So my mom speaks English with no accent (unless she's just back from visiting her sisters who still live in Texas and still speak Spanish at home, and then the accent peeks out again). She also married a white man whose parents were financially comfortable, a little bit racist, and also believed in their children improving on the lives that their parents started them with.

I am a 2nd generation, US-born Mexican descendant. I didn't learn Spanish until high school - in school. And I learned Castilian Spanish (that means, the language spoken in Spain and taught from textbooks with "proper" grammar, not the language of my grandparents).  And my mother still never spoke it to me - she wasn't refusing, she just never remembered to. It was no longer "her" language. She has to convert to Spanish, like a native English speaker, in order to speak it now.  So, to this day, I can't have a conversation in Spanish because I still can't "hear" it and I can only remember a handful of words, mostly cuss words that I picked up in grammar school from my Mexican peers.

My accent, my look, everything about me screams "white & middle class" because that's how I was raised. I went to private school, I was told to expect a bright future full of academic achievements and middle class adventures. I listen to country music for fuck's sake. And metal, back in the '80s.

I wrote before about my recent acceptance of the label "chicana". When I was growing up, a chicana was a lower class Mexican - the 1st generation descendant of immigrants and someone who did not speak proper English, did not live in a respectable neighborhood, dressed slutty, did only "bad girl" things like drinking and smoking and having sex, was probably in a gang, and likely had no future to look forward to other than more of the same - blue collar jobs, lots of children, and an ugly house in an ugly neighborhood.

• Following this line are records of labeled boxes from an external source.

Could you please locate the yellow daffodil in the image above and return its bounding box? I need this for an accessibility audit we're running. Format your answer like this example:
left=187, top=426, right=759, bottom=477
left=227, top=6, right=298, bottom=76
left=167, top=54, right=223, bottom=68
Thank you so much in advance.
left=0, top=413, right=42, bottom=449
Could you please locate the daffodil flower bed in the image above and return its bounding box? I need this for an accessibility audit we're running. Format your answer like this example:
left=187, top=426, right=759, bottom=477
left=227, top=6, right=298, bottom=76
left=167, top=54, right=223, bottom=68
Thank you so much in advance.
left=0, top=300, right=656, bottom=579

I was not one of *those* Mexicans.

I grew up in the suburbs in a white neighborhood where a lot of my neighbors probably had that outlook. But I also went to public school whose district zoning was written to include my middle class housing tract as well as those Latino ghettos. So I was exposed to plenty of chicanos in my early days.

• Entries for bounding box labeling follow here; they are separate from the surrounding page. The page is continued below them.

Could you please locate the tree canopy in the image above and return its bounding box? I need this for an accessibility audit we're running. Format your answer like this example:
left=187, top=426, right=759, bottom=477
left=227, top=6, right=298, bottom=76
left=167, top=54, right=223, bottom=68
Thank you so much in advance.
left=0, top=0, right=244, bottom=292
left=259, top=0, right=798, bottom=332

And yet, I still had that view of them. Which I got mainly from my parents. They were people who didn't respect themselves. We did. They were people who didn't *want* a better future, because my mom and her parents did want a better future for their progeny, and since they achieved it, obviously it was available there for anyone who wanted it badly enough to work for it. Since they didn't achieve it, obviously they didn't want it badly enough.  My mom embraced assimilation. Being of the light-skinned variety of Mexican and having a white husband, white name (through marriage), and no accent probably helped a lot. But she improved her lot in life by assimilating. So, obviously, assimilation is a good thing, no?

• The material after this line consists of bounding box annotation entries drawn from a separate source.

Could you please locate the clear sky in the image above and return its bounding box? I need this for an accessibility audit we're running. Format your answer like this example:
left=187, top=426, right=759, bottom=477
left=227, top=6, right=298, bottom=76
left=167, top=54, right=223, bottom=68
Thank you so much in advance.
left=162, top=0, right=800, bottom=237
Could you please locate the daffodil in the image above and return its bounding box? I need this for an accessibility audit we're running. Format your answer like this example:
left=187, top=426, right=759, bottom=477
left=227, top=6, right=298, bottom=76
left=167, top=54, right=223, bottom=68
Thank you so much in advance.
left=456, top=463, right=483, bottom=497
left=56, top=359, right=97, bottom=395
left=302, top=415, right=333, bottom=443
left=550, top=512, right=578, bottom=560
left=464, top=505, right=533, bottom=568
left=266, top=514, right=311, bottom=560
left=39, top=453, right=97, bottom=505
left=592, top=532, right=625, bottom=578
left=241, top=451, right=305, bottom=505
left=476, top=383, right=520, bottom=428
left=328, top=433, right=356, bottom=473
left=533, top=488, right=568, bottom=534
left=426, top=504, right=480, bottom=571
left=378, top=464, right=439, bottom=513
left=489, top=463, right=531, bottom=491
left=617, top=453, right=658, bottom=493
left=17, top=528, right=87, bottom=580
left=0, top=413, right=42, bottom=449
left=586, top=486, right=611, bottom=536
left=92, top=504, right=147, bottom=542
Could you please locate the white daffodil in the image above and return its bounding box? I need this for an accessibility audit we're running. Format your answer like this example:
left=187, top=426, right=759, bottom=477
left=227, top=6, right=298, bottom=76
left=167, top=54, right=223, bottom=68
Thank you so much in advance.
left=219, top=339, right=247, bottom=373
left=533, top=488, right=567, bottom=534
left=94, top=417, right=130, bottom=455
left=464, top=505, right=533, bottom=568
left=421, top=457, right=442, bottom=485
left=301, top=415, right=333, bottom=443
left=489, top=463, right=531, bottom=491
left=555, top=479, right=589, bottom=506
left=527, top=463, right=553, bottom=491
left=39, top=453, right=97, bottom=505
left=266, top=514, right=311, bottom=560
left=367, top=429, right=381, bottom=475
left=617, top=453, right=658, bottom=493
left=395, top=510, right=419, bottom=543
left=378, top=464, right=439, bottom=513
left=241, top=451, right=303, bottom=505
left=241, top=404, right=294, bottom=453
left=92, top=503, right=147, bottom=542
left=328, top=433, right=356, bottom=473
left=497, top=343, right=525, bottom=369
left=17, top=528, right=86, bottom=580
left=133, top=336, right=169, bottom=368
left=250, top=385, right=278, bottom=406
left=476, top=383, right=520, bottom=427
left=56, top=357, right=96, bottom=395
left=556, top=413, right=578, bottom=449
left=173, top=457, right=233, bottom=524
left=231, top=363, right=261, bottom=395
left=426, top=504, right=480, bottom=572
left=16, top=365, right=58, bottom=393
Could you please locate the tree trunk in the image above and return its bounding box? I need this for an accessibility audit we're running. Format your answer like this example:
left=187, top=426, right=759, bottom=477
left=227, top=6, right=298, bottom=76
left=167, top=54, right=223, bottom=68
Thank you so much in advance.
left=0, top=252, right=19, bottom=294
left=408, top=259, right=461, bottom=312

My mom worries about me because I live in a poor neighborhood. She specifically asked me about the racial makeup of the neighborhood as part of her worrying. My parents are the sort who would nod approvingly at Cosby (before his fall from grace) when he declared that black people were hurting themselves by wearing baggy jeans and speaking with their accents. If they just cleaned themselves up (i.e. adopted white values of appearance and decorum), they, too, could reap the benefits that white people enjoyed.

I remember my dad complaining endlessly about baggy pants, especially in the car when he would see "gangbangers" walking down the street. I also remember my mom telling me the story of how, when they were moving from Texas to California while engaged, to start their new life together, my parents were refused service at some establishment or another (a restaurant, a hotel, I don't remember) because the establishment didn't serve "hippies".

Now, my parents were NEVER hippies. But they were married in 1968. So my mom had hair almost as long as mine, and it was very straight, and my dad grew a big mustache when he got out of the military and had that shaggy '70s version of "short" hair, which of course was not short enough for conservatives who were born 20 years earlier. And they drove a van. You know ... one of *those* '70s vans (but it had real seats in it, not a bed).  I also remember my mom telling me about the discrimination she experienced when some establishments recognized that they were an interracial couple. Hateful things screamed at my parents when they were together in public, once someone recognized my mom as Mexican.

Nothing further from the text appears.